Model Validation Metrics Calculator

Calculator Inputs

Validation Mode

Actual Class Labels

Use commas, semicolons, pipes, or line breaks.

Predicted Class Labels

Leave empty to derive labels from probabilities.

Positive Class Probabilities

Optional. Used for ROC AUC, log loss, and Brier score.

Positive Label

Probability Threshold

Classification Notes

This mode supports binary classification. Metrics include confusion counts, threshold-based scores, ranking quality, and calibration-sensitive losses.

Actual Values

Use the same count as predicted values.

Predicted Values

Predictor Count

Used for adjusted R squared.

Regression Notes

This mode measures fit, scale of error, directional bias, percentage error, residual spread, and correlation between actual and predicted values.

Example Data Table

Use the class columns for classification mode. Use the value columns for regression mode.

Record	Actual Class	Predicted Class	Positive Probability	Actual Value	Predicted Value
1	1	1	0.93	120	118
2	0	0	0.12	134	131
3	1	1	0.88	128	130
4	1	0	0.47	141	140
5	0	0	0.21	150	149
6	1	1	0.90	162	160
7	0	0	0.18	158	161
8	1	1	0.79	170	168

Formula Used

Classification Metrics

Accuracy = (TP + TN) / N
Precision = TP / (TP + FP)
Recall = TP / (TP + FN)
Specificity = TN / (TN + FP)
F1 Score = 2 × Precision × Recall / (Precision + Recall)
Balanced Accuracy = (Recall + Specificity) / 2
MCC = (TP×TN − FP×FN) / √[(TP+FP)(TP+FN)(TN+FP)(TN+FN)]
Log Loss = −mean[y log(p) + (1−y) log(1−p)]
Brier Score = mean[(p − y)²]
ROC AUC = area under the ROC curve from threshold ranking.

Regression Metrics

Error = Predicted − Actual
MAE = mean(|Error|)
MSE = mean(Error²)
RMSE = √MSE
MAPE = mean(|Error / Actual|)
sMAPE = mean[2|Error| / (|Actual| + |Predicted|)]
R² = 1 − SS_res / SS_tot
Adjusted R² = 1 − (1−R²)(n−1)/(n−p−1)
Explained Variance = 1 − Var(Error) / Var(Actual)

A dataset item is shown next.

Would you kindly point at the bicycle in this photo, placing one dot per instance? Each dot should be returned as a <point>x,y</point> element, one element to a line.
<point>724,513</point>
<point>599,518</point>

How to Use This Calculator

Select Classification or Regression mode.
Paste your actual values and predicted outputs in matching order.
For classification, add probabilities to evaluate ranking and calibration metrics.
Set the positive label and decision threshold for binary classification.
For regression, enter the predictor count if you want adjusted R squared.
Click Calculate Metrics to show results above the form.
Review the table and chart, then export the summary as CSV or PDF.

FAQs

1. What does this calculator measure?

It evaluates binary classification and regression models. You can measure discrimination, calibration-sensitive loss, residual error, fit quality, and prediction bias from pasted datasets.

2. Can I use probabilities without predicted labels?

Yes. Leave predicted class labels empty, provide positive probabilities, and set a threshold. The tool will derive predicted classes and still calculate ROC AUC, log loss, and Brier score.

3. Is this calculator suitable for multiclass tasks?

This version is optimized for binary classification. Multiclass data should be converted into one-vs-rest views or evaluated with a separate macro and micro averaging workflow.

4. When should I trust accuracy less?

Accuracy can mislead when classes are imbalanced. In those cases, use precision, recall, specificity, balanced accuracy, MCC, and probability-based scores for a fuller picture.

5. Why does adjusted R squared need predictor count?

Adjusted R squared penalizes unnecessary complexity. It uses the number of predictors so you can compare models with different feature counts more fairly.

6. What if my actual values include zeros?

MAPE becomes unstable around zero. The calculator skips zero actual values for MAPE, while RMSE, MAE, bias, and sMAPE still help you assess performance.

7. Which metric is best for comparing classifiers?

No single metric is always best. Use F1 for balance, MCC for robust class comparison, ROC AUC for ranking quality, and log loss for probability quality.

8. Why export the results?

Exports help with reporting, audit trails, model reviews, and team sharing. They also make it easier to document validation decisions across experiments and deployment checks.